If you haven't heard of alligator cannibalism, a viral 'Jurassic Park' footage which sparked intrigue in Twitter might enlighten you, as a monster alligator consumes another gator in whole.
As strange as it may seem, this cannibalistic trait has been well-documented in the past. In fact, "bigger gators eat smaller gators all the time." It's just that the recent video might have been the first to actually show how it looks like.
"This happened in my parents' backyard today... The snack is a 6ft gator, #lowcountrylivin," said podcast host Taylor Soper to his Twitter post on Thursday which garnered 4.6 million views and counting.
People 'lose their minds' that anyone could live in such a place where nature's brutality is a potent one.
"That gator basically told them he runs that yard," a comment said.
Alligator Cannibalism is natural
"For adult gators, we humans are their only predator that isn't another alligator." 'Swamp People', Troy Landry says they will stop at nothing to take the cannibalistic gator down. He proves that he will continue to hunt gators through hell or high water in each season aired.

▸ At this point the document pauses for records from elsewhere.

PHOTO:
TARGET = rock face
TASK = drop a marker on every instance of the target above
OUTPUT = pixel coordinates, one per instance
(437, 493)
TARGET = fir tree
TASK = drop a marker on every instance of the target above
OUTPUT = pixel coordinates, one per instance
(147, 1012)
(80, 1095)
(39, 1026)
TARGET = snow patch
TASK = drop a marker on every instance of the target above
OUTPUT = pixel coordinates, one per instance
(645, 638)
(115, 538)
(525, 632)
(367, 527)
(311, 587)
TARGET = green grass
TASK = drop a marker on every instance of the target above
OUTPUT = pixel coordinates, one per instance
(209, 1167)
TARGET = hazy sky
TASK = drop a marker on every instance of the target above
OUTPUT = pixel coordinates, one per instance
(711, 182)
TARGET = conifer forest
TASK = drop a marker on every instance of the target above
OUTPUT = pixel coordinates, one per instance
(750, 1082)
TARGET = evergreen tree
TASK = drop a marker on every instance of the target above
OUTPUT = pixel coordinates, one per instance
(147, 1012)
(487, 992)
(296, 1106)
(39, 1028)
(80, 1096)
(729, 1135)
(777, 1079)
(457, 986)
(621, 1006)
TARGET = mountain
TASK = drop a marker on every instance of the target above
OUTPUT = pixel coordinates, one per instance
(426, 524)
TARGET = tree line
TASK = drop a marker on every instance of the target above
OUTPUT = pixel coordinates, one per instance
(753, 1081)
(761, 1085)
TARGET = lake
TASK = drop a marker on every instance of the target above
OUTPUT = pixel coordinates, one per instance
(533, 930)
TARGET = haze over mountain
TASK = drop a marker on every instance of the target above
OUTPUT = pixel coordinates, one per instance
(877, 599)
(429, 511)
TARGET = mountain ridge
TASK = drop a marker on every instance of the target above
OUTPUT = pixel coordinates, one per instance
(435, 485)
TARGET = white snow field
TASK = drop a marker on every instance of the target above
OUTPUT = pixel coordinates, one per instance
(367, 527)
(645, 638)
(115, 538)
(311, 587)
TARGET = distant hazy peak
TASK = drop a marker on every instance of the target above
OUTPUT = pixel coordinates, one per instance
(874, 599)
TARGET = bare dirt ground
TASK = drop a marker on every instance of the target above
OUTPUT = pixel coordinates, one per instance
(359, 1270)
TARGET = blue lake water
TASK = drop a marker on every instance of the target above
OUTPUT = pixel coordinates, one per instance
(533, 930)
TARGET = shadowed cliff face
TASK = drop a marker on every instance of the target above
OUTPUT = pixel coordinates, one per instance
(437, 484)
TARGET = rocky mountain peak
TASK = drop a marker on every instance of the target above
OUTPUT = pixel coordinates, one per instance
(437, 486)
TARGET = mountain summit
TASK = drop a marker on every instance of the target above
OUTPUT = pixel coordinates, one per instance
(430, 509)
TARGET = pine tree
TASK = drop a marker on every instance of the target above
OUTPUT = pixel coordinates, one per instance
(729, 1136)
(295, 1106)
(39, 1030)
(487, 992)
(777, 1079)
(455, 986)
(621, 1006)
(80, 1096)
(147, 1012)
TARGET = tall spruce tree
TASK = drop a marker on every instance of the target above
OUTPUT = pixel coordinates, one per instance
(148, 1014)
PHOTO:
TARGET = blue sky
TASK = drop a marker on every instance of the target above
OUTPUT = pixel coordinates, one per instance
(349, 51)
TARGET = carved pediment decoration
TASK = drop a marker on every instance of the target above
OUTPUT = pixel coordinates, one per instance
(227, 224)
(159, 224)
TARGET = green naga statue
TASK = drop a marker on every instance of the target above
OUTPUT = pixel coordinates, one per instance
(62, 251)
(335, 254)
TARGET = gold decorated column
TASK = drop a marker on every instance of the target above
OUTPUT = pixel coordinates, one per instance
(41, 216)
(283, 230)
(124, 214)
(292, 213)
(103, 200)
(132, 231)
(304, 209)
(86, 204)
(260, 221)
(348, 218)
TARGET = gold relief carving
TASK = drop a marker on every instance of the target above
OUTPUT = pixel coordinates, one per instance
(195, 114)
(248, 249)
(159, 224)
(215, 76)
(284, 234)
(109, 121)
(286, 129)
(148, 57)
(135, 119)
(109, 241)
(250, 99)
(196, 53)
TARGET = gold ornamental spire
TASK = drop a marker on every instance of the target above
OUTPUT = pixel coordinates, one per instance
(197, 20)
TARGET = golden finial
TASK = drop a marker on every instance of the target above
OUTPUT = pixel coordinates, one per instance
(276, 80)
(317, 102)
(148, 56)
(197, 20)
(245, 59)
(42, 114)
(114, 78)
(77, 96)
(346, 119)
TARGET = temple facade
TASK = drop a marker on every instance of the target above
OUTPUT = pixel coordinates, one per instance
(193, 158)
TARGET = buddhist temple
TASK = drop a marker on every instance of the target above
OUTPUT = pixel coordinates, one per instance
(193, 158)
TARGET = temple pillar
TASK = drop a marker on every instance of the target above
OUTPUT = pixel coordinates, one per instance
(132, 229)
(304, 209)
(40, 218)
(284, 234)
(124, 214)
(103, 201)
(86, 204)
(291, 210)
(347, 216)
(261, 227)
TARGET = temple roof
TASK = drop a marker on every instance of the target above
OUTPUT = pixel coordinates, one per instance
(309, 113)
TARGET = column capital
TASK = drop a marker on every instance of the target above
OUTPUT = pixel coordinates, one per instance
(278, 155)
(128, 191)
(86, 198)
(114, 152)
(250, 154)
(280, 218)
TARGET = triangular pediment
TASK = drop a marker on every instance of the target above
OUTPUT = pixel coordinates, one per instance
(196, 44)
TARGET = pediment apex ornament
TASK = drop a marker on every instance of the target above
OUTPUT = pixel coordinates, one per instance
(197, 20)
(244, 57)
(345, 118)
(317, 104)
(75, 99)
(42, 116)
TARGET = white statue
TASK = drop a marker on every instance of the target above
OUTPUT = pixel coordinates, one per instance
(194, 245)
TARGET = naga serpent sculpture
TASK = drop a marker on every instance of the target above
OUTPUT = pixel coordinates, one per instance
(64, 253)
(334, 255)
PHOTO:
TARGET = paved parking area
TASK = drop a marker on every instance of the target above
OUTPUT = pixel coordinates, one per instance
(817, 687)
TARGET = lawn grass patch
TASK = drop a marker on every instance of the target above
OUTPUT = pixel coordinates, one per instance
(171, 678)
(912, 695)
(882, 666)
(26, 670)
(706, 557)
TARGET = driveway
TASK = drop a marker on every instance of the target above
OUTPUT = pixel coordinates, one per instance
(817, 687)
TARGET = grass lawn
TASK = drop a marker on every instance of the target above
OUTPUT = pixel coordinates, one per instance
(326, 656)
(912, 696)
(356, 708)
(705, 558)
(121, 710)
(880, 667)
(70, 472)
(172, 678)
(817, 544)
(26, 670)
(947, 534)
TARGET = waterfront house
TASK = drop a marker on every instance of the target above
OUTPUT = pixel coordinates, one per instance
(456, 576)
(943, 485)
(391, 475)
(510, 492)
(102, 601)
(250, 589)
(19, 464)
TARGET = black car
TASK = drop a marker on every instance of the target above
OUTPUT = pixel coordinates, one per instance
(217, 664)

American alligators leave their aquatic hunting grounds to nest in estuaries several feet inland across wetter regions of the Southeast. They build an entire miniature ecosystem for their offspring but is very susceptible for other bigger male gators, in particular, to recognize and feed on juvenile gators.
As a result, the amount of the little gators that survive is extremely small. A female gator can lay around 30 to 50 eggs at a time, but only a handful will live to become.
"That gator's givin' us some drama," Troy says. "We need to catch his ass. Catch him and put him on the barbecue pit," he added.
Spotting a 'bunch of bubbles', Jacob assumes the cannibal gator is within feet of one of their lines. "I knew there was another alligator," he offers. "Didn't know how big it was, but is was going there to eat on the one that was on the line."
Alligator hunting in the Southeastern United States is legal
Since 2007, hunting gators are made legal with proper licenses and tags in order to help maintain populations and also fund further conservation work. These reptiles were originally a federally endangered species, but has been brought back from the brink of extinction. Their populations exist today in many states across the Southeast.
Other times, available gator tags are reduced to "continue managing the alligator population with an eye on conserving the species. As well as controlling nuisance issues and providing hunting opportunities," said Arkansas Game & Fish Commission.
In the show Swamp People, every hunting season, each hunter has a bag limit and purchases their own tags. Hunters could receive only one tag or dozens depending on the population and nature of the species. The previous season's performance determines the number of tags the hunter can have.